La demande de consultation présentée par la Tunisie à l’Organisation mondiale du commerce (OMC) contre la mesure antidumping provisoire imposée par le Maroc sur les importations de cahiers originaires de Tunisie, est à la fois «surprenante» et «contestable», a déclaré Jalil Benddane, président de l’Association des fabricants de cahier au Maroc (AFCM), qui tenait un point presse cet après-midi, afin de préciser sa position dans ce différend qui oppose les deux pays.
Benddane a indiqué que la Tunisie a tenté de «politiser» un débat qui reste avant tout commercial et technique. «Déposer une plainte à l’OMC contre une décision qui n’est que provisoire semble avoir uniquement pour but d’entraver le bon déroulement de l’enquête», a-t-il ainsi déploré. Le responsable a par ailleurs précisé que l’autorité de tutelle, à savoir le ministère de l’Industrie, a souhaité étendre la durée de son enquête, conformément aux règles anti-dumping OMC et marocaines, afin de pouvoir bénéficier de davantage de temps pour apprécier les points jugés complexes de cette enquête.
Une industrie en péril
«S’il n'y a vraiment pas de pratiques de dumping de la part des exportateurs tunisiens, pourquoi ne le prouvent-ils pas auprès des autorités marocaines», s’est demandé le DG de la MAPAF, l’une des trois sociétés membres de l’AFCM.
La notion du dumping selon l’OMC, ajoute-t-il, est de vendre à l’export moins cher que sur le marché local et que cela provoque des dommages sur le marché cible. «C’est le cas, affirme-t-il. Plusieurs sociétés ont fermé boutique, nous sommes les seuls rescapés et nous ne sommes pas prêts de fermer nos usines» prévient-il.
Et de poursuivre : «Nous étions plus d’une quinzaine, nous ne sommes plus que trois (Mapaf, Med Paper et Promograph : ndlr)».
Autre argument de taille brandit par les industriels marocain : la décision des autorités marocaines d’imposer des mesures antidumping provisoires sur les importations tunisiennes a été adoptée sur la base de données communiquées par les exportateurs tunisiens et dans le strict respect du contradictoire.

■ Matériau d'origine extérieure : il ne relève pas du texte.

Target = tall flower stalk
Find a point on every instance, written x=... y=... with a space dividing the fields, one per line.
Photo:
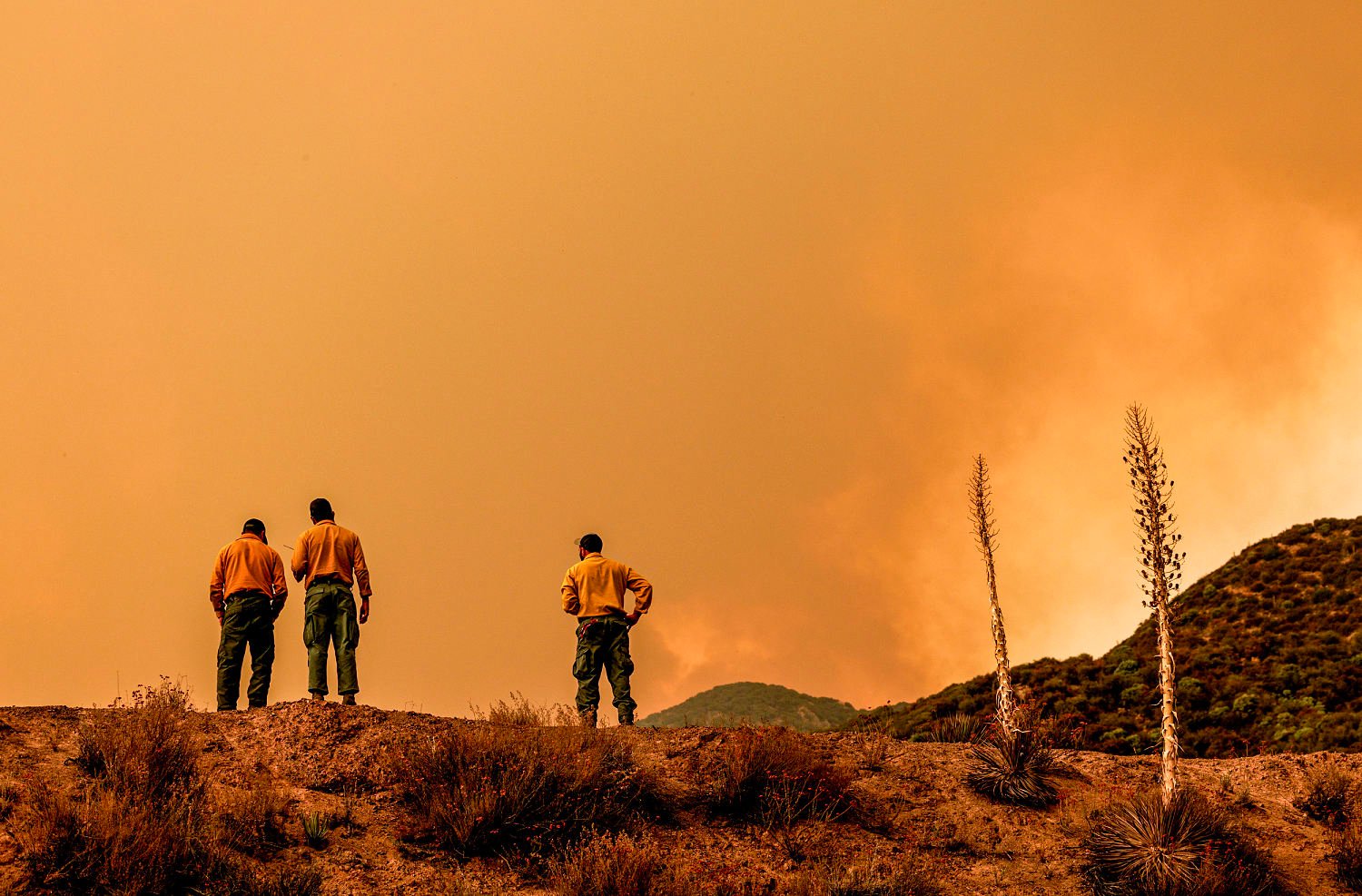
x=1160 y=566
x=985 y=537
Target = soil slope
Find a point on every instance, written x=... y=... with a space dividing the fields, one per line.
x=324 y=754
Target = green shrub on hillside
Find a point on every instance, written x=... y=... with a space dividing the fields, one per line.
x=1272 y=661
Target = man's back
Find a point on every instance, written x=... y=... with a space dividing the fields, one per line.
x=248 y=564
x=331 y=550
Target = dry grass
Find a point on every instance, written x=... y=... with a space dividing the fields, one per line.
x=10 y=795
x=490 y=790
x=1184 y=847
x=252 y=819
x=144 y=751
x=958 y=727
x=141 y=822
x=776 y=776
x=1328 y=794
x=519 y=711
x=609 y=866
x=1346 y=854
x=874 y=879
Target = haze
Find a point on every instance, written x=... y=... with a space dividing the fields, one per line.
x=740 y=288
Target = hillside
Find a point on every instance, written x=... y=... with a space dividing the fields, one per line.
x=1268 y=651
x=256 y=775
x=752 y=703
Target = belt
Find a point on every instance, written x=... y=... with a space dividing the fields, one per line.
x=244 y=594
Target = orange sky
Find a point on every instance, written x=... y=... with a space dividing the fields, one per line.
x=741 y=288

Les griefs de la profession
Le président de l’AFCM n’a pas manqué d’établir une liste des principaux reproches faits aux exportateurs tunisiens :
- Les prix à l’export pratiqués par les exportateurs tunisiens sur le marché marocain sont extrêmement bas et systématiquement les moins élevés, comparativement aux autres importations.
-La Tunisie écoule massivement ses produits sur le marché marocain, comme en atteste les statistiques du T1 2018, qui n’ont pas été dévoilés par le président de l’association. Il fait savoir en revanche que «le Maroc a une capacité installée de 26.000 tonnes, ce qui pourrait largement suffire à alimenter notre marché, qui est de l’ordre de 21.000 tonnes».
-Les importations tunisiennes de cahiers s’accaparent près de 90% des importations totales de cahiers au Maroc.
-Le marché marocain représente plus de 80% du volume total des exportations tunisiennes de cahiers dans le monde.
Benddane affiche sa confiance dans son ministère de tutelle. Dans une récente rencontre avec les médias, le porte-parole du gouvernement, Mustapha El-Khalfi, a expliqué en effet que «le gouvernement est en droit de protéger les entreprises marocaines face au dumping tunisien. Nous sommes prêts à engager toute voie susceptible de les défendre».
Au final, les producteurs marocains appellent à ce que les débats relatifs à cette procédure administrative soient circonscrits aux seuls aspects «techniques» du dossier, et que l’impartialité de la procédure soit préservée face aux «pressions politique que tentent d’exercer la Tunisie».